Avec 1,4 milliards de smartphones vendus dans le monde en 2015 (source : Gartner), le mobile tient une place considérable dans nos vies quotidiennes. A l’instar des applications de réseaux sociaux personnels ou professionnels, de géolocalisation ou des divers navigateurs, les applications mobiles bancaires sont largement présentes dans nos smartphones. Pratiques et sécurisées, elles permettent de faire le point sur l’état de ses comptes, réaliser un virement ou contacter son conseiller client en quelques minutes, à tout moment.

Evolution des offres bancaires

En 50 ans la relation banque/client a changé au gré des évolutions sociétales. En 1965 tout d’abord avec la possibilité pour les femmes de posséder un compte bancaire et d’assurer leur indépendance financière, l’émancipation des enfants dans le cadre de leurs études ou, mesure récente de la loi Macron entrée en vigueur en février, visant à simplifier le changement de banque. C’est ce qu’on appelle la mobilité bancaire. En effet, une étude menée par UFC que choisir en 2015 a révélé que seuls « 3 % des français changent de banque par an », en raison notamment de la complexité des démarches à effectuer pour y parvenir.

Avec une telle mesure, les banques vont devoir redoubler d’inventivité pour se démarquer de la concurrence et capter ainsi de nouveaux clients ou, à l’inverse, mettre en place des moyens pour éviter le churn. Le développement de services innovants ou de nouvelles fonctionnalités sont quelques exemples pour pallier à cela.

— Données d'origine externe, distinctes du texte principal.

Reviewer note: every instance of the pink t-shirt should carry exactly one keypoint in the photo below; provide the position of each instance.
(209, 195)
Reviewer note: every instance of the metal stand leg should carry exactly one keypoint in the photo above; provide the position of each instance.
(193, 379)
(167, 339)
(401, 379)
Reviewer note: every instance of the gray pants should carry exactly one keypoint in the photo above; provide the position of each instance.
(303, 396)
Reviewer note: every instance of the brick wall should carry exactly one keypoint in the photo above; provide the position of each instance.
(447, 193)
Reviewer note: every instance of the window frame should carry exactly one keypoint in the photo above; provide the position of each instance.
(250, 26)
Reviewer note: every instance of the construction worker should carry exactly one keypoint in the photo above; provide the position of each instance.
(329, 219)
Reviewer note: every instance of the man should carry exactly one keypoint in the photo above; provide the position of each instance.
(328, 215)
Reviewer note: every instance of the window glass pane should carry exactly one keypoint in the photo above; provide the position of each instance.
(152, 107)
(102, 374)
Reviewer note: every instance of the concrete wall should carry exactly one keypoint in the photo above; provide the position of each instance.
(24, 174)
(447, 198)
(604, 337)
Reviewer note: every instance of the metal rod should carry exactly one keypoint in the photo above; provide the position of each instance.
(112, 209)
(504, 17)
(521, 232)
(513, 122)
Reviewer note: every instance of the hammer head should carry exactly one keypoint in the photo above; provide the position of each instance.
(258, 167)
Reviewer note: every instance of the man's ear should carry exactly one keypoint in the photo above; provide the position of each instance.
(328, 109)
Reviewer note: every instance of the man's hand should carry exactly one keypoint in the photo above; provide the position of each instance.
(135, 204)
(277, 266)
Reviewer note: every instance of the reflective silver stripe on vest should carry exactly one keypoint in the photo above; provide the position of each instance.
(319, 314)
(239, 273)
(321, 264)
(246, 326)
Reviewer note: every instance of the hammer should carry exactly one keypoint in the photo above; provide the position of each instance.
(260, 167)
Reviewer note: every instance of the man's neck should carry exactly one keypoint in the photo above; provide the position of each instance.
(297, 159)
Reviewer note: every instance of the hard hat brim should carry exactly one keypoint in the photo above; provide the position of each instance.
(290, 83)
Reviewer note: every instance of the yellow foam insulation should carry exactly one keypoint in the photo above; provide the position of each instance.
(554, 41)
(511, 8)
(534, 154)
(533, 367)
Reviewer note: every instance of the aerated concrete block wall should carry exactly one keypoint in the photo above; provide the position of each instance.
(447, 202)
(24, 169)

Le point sur la tendance mobile first

La priorité au mobile est un enjeu pour de nombreuses entreprises. À l’heure du m-commerce, impossible pour elles de faire l’impasse sur les transactions réalisées via les terminaux mobiles. Pour les clients, le passage à la banque en ligne et donc « au tout dématérialisé » n’est pas encore une évidence. La raison principale repose sur la crainte de ne pas pouvoir rencontrer son conseiller dans la vie réelle. Pourtant les clients qui y sont passés ne semblent pas regretter. D’après une étude de meilleurebanque, 88 % des clients de banque en ligne se montrent plus satisfaits que ceux des banques traditionnelles, à 79%. Afin de rassurer les prospects, on retrouve chaque année le palmarès des banques en ligne, basé sur différents critères : de la relation client aux frais bancaires.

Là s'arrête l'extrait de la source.